Sumanth is yet another techie who found his passion away from his job. After finishing his engineering at R V College of Engineering, Sumanth was all set for his first job at Cognizant. “There was a four-month gap before we could join work. I had a Handycam with me, so my friend and I decided to make a short film.. that’s how it all began.”

Athish S Shetty in ‘Mithya’

Athish S Shetty in ‘Mithya’ | Photo Credit: Special Arrangement

Recollecting how he met Rakshit, Sumanth says, “A common friend introduced me to Rakshit in 2008. He (Rakshit) was also doing short films back then, so we decided to collaborate together. We made a film called I Shot Myself, which Rakshit used for his portfolio. After that, I quit my job and started a design farm with my friend in Udupi.

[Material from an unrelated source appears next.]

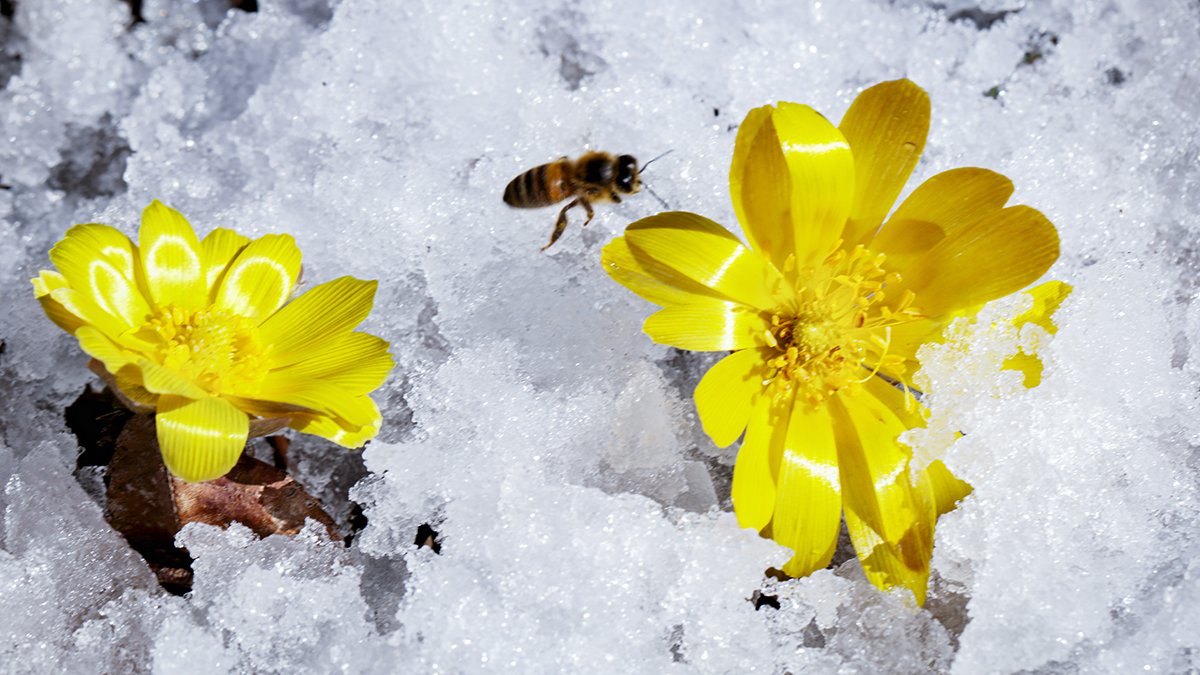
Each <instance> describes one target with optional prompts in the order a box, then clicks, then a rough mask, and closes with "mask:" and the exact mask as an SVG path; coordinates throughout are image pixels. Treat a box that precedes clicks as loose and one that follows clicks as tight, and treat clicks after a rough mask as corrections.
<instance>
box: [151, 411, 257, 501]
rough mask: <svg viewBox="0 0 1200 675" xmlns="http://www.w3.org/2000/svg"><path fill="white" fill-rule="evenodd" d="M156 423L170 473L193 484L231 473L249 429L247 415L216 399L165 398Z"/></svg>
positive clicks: (158, 444)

We worked at the firm from 2009 to 2020, before shutting it down to get back to filmmaking.”

Even as he is excitedly waiting for the theatrical release of Mithya, Sumanth is confident of writing his next. “Mithya’s release has given me closure. I was wondering if the film would see the light of the day. Now I can move on to my next with satisfaction,” he wraps up.